Privacy is both a legal and ethical obligation, and casual handling of PII is a serious red flag. Interviewers want clear patterns — column-level encryption, masking, access controls, retention — plus awareness of GDPR and similar regulations. Senior candidates should talk about data contracts with source teams.
PII gets tagged at ingest using column-level metadata, and access is controlled through role-based masking policies — analysts see hashed values, a small authorised group sees cleartext. For right-to-be-forgotten requests we keep a deletion queue and run a weekly job that propagates deletes through warehouse and downstream marts. Retention is enforced with automatic expiration on raw tables. I also work with the security team to review new data sources for sensitive fields before they land rather than discovering them in a mart later.
13. Tell me about a time you disagreed with an analyst or stakeholder on a data decision.
This probes collaboration, influence, and ego. Data engineers sit between producers and consumers, and the ability to push back constructively matters. Interviewers want someone who advocates for correctness without being obstructive — and who ultimately serves the business, not their own architectural preferences.
An analyst wanted real-time streaming for a marketing dashboard that was only reviewed weekly. The cost would have been roughly six times our batch setup. I asked to sit with them for an hour and watch how they actually used the dashboard, then proposed hourly refresh with a clearly labelled "last updated" timestamp. That solved their actual concern — staleness during campaign launches — at a fraction of the cost. I learned to ask what problem they are solving, not what solution they want.

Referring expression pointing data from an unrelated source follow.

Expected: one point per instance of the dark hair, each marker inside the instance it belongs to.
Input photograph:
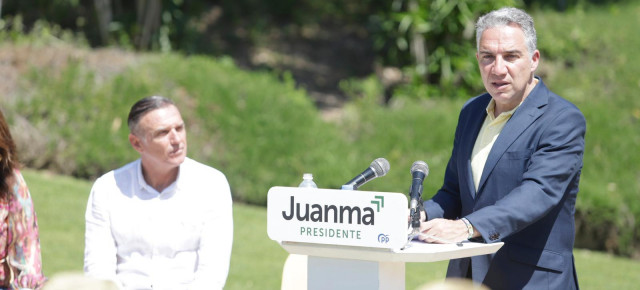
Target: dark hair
(143, 106)
(8, 158)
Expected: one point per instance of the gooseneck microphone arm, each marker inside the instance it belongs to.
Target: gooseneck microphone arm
(378, 168)
(419, 171)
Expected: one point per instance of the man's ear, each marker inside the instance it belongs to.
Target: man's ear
(535, 60)
(136, 143)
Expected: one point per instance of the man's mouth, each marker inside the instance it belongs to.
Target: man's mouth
(499, 85)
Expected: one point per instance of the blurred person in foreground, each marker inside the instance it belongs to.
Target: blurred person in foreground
(514, 169)
(19, 240)
(163, 221)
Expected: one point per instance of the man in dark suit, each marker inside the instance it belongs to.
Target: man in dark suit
(514, 168)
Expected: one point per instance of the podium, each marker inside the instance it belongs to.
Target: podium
(353, 239)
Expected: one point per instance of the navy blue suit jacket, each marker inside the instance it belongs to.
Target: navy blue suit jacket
(526, 196)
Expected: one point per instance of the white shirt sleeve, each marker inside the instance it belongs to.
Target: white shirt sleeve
(216, 241)
(100, 250)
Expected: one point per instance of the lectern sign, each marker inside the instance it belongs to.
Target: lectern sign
(337, 217)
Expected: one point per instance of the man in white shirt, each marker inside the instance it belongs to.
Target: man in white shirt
(163, 221)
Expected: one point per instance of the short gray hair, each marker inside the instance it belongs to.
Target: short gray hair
(143, 106)
(507, 16)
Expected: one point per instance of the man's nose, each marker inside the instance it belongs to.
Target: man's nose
(174, 137)
(499, 66)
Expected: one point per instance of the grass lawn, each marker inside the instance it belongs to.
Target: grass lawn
(256, 261)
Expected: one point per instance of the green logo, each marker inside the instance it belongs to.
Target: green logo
(378, 201)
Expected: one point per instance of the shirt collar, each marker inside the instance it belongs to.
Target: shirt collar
(142, 184)
(492, 106)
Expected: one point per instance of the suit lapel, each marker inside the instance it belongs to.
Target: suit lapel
(524, 116)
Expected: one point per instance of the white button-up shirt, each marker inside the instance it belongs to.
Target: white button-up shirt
(179, 238)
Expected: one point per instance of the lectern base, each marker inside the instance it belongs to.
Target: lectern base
(331, 273)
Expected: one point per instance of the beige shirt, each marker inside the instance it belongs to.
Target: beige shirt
(489, 132)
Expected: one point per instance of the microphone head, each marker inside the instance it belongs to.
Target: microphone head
(420, 166)
(380, 166)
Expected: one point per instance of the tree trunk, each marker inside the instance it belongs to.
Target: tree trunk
(418, 46)
(104, 15)
(148, 15)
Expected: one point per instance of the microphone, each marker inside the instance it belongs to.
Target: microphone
(378, 167)
(419, 171)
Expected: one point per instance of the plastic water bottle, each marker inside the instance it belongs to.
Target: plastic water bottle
(307, 181)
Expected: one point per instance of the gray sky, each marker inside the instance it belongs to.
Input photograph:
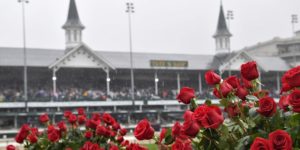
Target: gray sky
(168, 26)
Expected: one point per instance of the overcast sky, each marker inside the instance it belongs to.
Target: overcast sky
(165, 26)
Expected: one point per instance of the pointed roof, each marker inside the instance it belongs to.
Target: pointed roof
(73, 20)
(222, 29)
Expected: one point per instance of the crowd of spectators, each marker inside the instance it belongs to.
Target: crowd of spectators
(118, 93)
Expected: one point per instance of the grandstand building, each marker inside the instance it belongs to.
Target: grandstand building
(79, 76)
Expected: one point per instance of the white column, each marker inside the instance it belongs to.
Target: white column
(156, 83)
(200, 82)
(278, 81)
(107, 82)
(54, 81)
(178, 82)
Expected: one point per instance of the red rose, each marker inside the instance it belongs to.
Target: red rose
(10, 147)
(190, 127)
(143, 131)
(44, 118)
(217, 93)
(123, 131)
(249, 70)
(233, 81)
(81, 111)
(182, 145)
(107, 118)
(283, 103)
(185, 95)
(32, 138)
(225, 88)
(62, 126)
(120, 139)
(96, 116)
(232, 110)
(24, 131)
(280, 139)
(209, 116)
(67, 114)
(162, 134)
(88, 134)
(101, 130)
(176, 129)
(53, 135)
(125, 143)
(212, 78)
(72, 119)
(116, 126)
(113, 147)
(81, 119)
(247, 84)
(292, 77)
(294, 100)
(260, 144)
(267, 106)
(241, 93)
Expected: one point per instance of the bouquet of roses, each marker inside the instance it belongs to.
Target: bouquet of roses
(76, 132)
(254, 120)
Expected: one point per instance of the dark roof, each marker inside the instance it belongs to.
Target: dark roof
(73, 20)
(222, 29)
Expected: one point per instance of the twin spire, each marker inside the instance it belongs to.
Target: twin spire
(73, 28)
(222, 35)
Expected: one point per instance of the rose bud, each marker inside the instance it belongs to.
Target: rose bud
(67, 113)
(107, 118)
(120, 139)
(225, 88)
(53, 136)
(116, 126)
(233, 81)
(267, 106)
(72, 119)
(123, 131)
(101, 130)
(81, 119)
(216, 93)
(62, 126)
(249, 70)
(185, 95)
(162, 134)
(10, 147)
(241, 93)
(294, 100)
(81, 111)
(88, 134)
(260, 143)
(44, 118)
(212, 78)
(280, 139)
(32, 138)
(143, 130)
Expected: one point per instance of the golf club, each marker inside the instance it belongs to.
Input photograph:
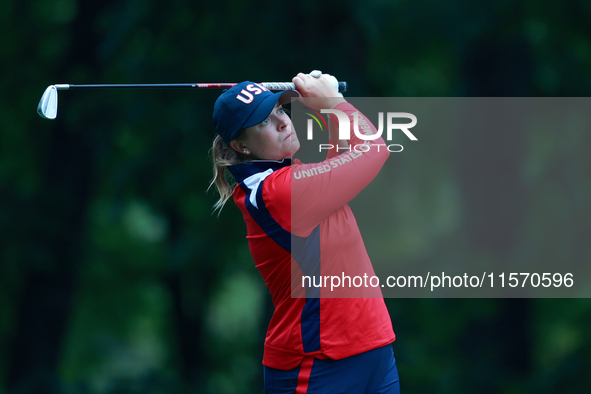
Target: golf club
(47, 107)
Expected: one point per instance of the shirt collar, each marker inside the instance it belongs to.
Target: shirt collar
(242, 171)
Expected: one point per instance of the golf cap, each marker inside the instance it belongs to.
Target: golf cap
(243, 105)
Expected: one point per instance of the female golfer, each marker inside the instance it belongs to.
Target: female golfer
(298, 222)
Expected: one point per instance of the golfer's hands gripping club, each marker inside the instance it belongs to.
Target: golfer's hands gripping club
(321, 90)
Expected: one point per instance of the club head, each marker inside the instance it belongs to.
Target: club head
(47, 107)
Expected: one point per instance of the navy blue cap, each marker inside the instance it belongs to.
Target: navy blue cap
(244, 105)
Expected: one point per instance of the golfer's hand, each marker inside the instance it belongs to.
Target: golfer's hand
(318, 93)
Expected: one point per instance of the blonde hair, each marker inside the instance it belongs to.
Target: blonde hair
(223, 156)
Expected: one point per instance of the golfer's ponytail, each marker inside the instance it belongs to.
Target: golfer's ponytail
(223, 156)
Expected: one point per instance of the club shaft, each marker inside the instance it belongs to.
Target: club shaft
(268, 85)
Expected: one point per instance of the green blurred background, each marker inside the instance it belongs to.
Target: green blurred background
(115, 277)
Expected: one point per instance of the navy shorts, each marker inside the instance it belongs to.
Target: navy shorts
(372, 372)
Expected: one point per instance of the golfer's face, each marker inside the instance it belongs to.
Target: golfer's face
(274, 138)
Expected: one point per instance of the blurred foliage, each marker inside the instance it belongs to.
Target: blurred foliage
(115, 277)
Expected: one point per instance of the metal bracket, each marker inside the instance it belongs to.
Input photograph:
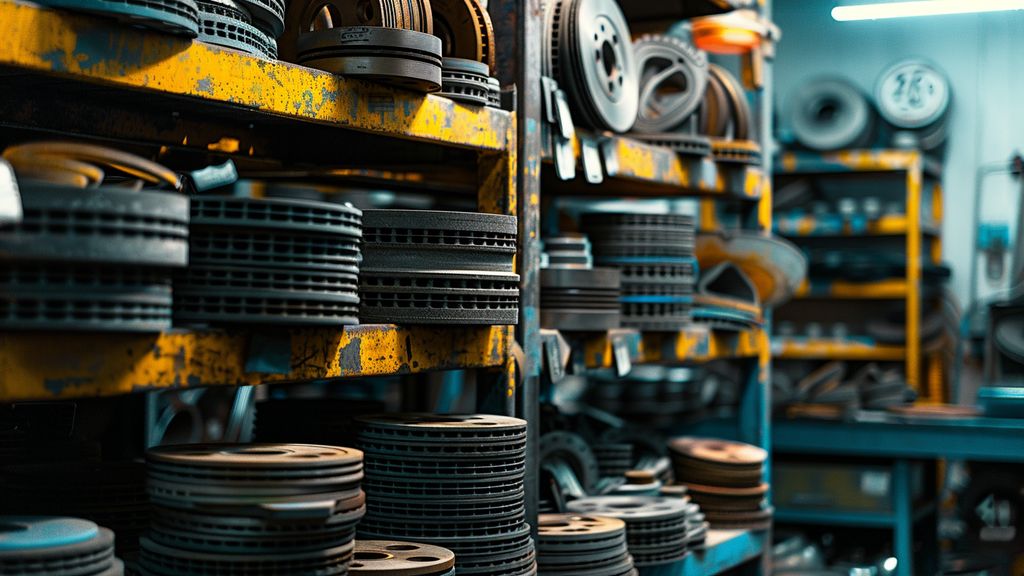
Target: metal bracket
(10, 197)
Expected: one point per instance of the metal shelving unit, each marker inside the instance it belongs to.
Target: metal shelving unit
(921, 227)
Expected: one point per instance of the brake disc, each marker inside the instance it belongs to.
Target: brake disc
(175, 16)
(591, 55)
(55, 545)
(426, 464)
(673, 79)
(830, 114)
(912, 94)
(465, 30)
(223, 28)
(401, 57)
(465, 81)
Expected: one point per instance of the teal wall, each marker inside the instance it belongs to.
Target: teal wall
(983, 54)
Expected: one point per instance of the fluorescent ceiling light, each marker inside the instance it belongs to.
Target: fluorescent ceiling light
(880, 10)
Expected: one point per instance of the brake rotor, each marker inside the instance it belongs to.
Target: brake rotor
(383, 558)
(160, 560)
(465, 30)
(35, 544)
(174, 16)
(673, 79)
(469, 469)
(912, 94)
(655, 527)
(401, 57)
(719, 452)
(830, 114)
(591, 55)
(571, 543)
(465, 81)
(581, 299)
(736, 152)
(227, 24)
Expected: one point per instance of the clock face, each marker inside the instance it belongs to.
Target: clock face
(912, 95)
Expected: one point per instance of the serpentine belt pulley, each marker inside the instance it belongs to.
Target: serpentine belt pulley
(673, 79)
(467, 469)
(913, 95)
(423, 266)
(401, 57)
(465, 30)
(589, 52)
(270, 261)
(175, 16)
(830, 114)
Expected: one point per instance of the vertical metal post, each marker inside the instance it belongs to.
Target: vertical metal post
(518, 25)
(903, 511)
(913, 262)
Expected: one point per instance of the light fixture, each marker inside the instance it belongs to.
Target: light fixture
(881, 10)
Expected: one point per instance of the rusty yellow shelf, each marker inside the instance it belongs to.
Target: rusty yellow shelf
(77, 47)
(40, 366)
(893, 289)
(852, 161)
(694, 344)
(639, 169)
(791, 348)
(809, 227)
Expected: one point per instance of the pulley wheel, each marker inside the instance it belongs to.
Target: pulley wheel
(673, 79)
(830, 114)
(383, 558)
(593, 52)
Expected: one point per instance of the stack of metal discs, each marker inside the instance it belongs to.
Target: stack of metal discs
(288, 262)
(174, 16)
(401, 57)
(613, 459)
(87, 254)
(438, 268)
(249, 26)
(570, 544)
(111, 494)
(655, 526)
(465, 81)
(51, 545)
(588, 50)
(272, 508)
(453, 481)
(725, 479)
(576, 296)
(383, 558)
(655, 255)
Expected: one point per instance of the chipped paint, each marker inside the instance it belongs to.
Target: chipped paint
(96, 49)
(108, 364)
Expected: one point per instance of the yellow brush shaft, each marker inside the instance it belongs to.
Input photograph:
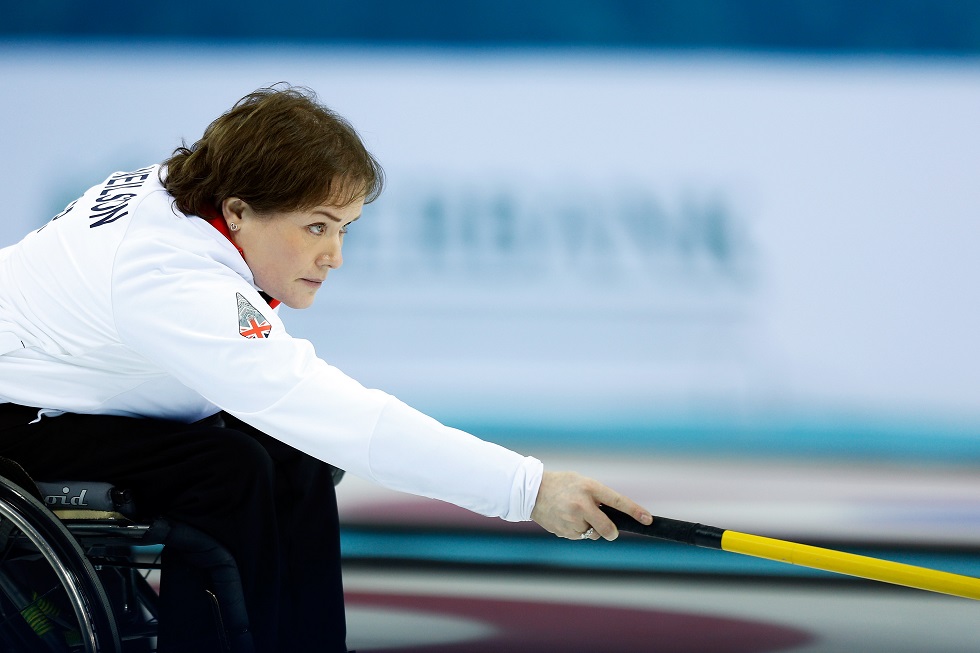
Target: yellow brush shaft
(851, 564)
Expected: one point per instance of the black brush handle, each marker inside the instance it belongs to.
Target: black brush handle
(663, 528)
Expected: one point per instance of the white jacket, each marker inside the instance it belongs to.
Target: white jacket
(122, 305)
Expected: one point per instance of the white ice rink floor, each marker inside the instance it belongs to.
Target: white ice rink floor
(409, 593)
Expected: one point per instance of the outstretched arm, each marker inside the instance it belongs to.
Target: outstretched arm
(568, 506)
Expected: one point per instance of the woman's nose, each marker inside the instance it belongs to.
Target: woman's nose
(332, 256)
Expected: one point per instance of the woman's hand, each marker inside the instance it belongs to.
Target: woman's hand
(568, 506)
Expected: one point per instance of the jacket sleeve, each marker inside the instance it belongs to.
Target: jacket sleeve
(184, 313)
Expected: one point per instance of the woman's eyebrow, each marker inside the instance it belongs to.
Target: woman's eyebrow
(331, 216)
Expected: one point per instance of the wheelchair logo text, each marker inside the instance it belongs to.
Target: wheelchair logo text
(64, 499)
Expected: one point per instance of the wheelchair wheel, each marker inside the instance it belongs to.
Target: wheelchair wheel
(50, 596)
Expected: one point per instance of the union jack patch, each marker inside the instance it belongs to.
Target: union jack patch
(251, 323)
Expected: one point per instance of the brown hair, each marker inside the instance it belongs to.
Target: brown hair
(278, 149)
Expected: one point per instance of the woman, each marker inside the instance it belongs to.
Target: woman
(139, 344)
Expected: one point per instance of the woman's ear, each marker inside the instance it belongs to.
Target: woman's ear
(233, 210)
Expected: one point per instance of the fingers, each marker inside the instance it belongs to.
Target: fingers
(623, 504)
(568, 506)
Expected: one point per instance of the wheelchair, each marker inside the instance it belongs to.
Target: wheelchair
(78, 565)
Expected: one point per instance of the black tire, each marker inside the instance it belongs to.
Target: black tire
(43, 571)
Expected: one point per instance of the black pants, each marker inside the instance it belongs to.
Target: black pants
(273, 508)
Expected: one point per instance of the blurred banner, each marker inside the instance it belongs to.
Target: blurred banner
(604, 247)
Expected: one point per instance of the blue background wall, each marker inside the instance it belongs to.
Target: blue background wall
(713, 226)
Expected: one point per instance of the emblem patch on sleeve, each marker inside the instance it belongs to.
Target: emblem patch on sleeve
(251, 322)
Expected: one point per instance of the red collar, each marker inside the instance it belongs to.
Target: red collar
(219, 223)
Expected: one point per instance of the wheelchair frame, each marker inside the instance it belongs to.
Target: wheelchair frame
(94, 595)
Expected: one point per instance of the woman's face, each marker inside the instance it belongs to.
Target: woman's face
(290, 253)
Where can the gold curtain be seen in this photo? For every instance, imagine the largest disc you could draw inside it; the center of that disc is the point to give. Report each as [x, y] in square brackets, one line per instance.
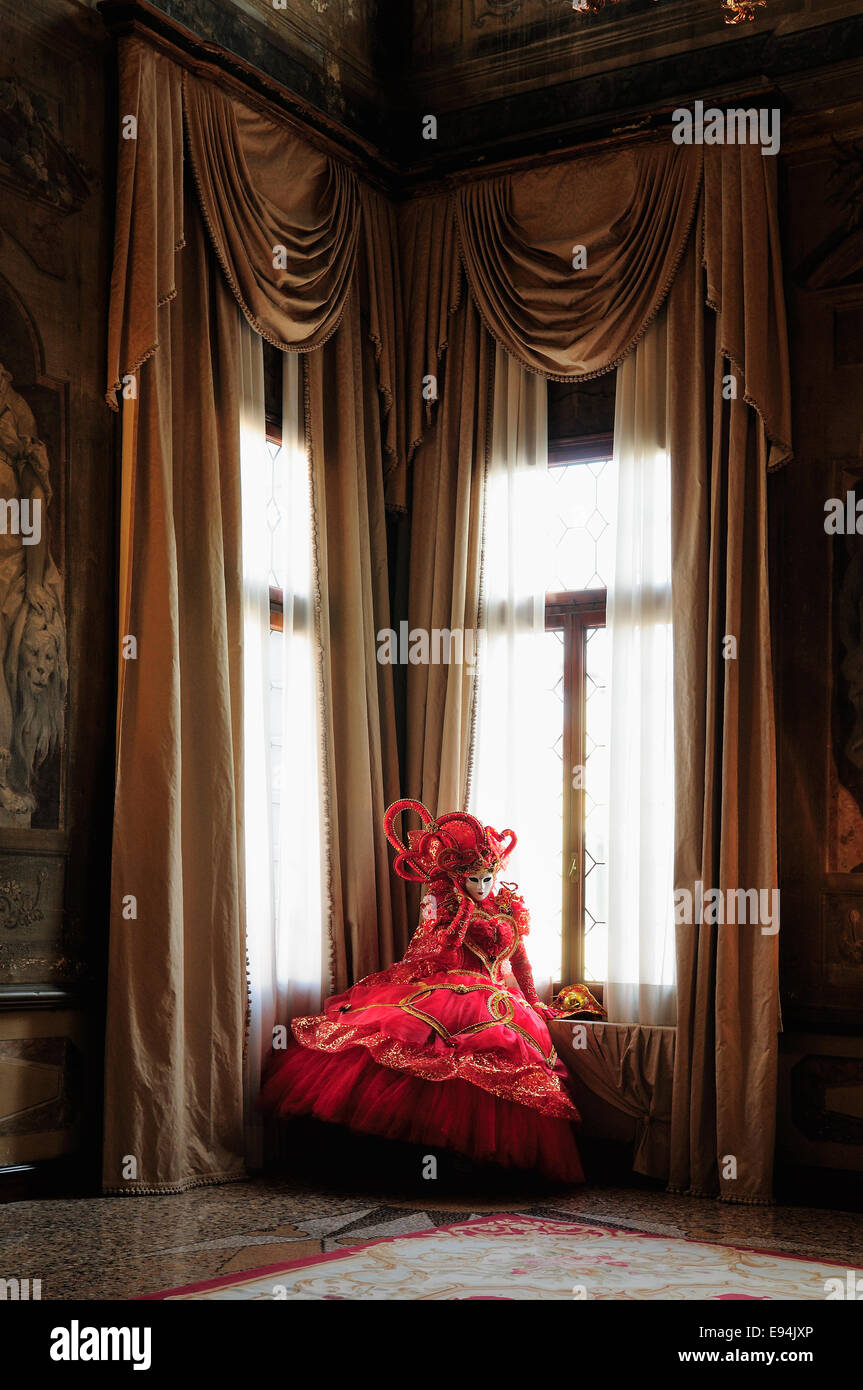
[175, 975]
[723, 1119]
[368, 916]
[449, 380]
[177, 972]
[174, 1065]
[557, 312]
[659, 225]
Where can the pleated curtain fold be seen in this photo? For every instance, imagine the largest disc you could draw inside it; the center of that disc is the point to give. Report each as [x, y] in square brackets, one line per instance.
[253, 217]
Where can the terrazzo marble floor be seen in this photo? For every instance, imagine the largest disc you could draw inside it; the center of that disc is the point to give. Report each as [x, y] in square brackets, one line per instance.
[121, 1247]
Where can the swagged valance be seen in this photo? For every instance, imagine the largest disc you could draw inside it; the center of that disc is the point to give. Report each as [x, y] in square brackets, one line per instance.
[291, 227]
[516, 238]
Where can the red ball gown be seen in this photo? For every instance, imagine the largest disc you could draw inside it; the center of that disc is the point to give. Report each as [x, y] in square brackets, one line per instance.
[449, 1047]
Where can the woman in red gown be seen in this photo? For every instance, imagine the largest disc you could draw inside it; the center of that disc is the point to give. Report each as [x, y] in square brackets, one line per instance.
[449, 1047]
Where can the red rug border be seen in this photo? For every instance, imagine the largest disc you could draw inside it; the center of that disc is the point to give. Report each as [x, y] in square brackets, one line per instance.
[288, 1266]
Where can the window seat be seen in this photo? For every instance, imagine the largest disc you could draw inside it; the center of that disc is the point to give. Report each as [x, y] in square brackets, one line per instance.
[623, 1076]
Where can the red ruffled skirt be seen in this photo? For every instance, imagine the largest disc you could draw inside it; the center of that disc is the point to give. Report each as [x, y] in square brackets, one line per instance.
[449, 1064]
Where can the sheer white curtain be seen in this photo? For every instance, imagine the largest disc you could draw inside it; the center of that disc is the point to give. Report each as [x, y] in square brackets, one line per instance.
[282, 804]
[517, 774]
[641, 983]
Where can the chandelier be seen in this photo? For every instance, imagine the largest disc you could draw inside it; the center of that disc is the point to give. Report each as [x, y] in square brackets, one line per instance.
[734, 11]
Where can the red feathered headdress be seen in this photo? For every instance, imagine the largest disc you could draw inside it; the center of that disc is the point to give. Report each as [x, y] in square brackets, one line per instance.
[453, 844]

14. How do you keep up with the modern data stack?
The data tooling landscape shifts fast, and stale knowledge becomes a liability quickly. Interviewers are not looking for buzzword bingo — they want genuine curiosity and a filter for what is hype versus what solves problems. A candidate who namechecks ten tools they have never used is worse than one who has gone deep on three.
I follow a few newsletters — Benn Stancil, Seattle Data Guy, the dbt blog — and read post-mortems from engineering orgs I respect. I set aside Friday afternoons for small experiments, usually running a toy pipeline with a tool I am curious about. Conferences like Coalesce or Data Council are worth it every couple of years. Mostly I try to stay sceptical; I adopt tools when they solve a concrete pain in what we are running, not because they trended on LinkedIn.
15. Where do you want to be in three years, and what are you looking for in a role?
Motivation and fit questions often feel throwaway but carry weight — they reveal whether the candidate has a direction and whether this team can serve it. Vague answers about growth or impact are less useful than concrete interests. A grounded answer also signals someone who will stick around.
I want to be a staff-level data engineer owning a meaningful platform area — probably around streaming or data quality, both of which I have been drawn to. Short term I am looking for a team that takes data seriously as a product, with analysts and engineers working closely rather than lobbing tickets over a wall. Work-life balance matters to me — I do my best work when I have got space to think, which is partly why a reduced-hours setup appeals.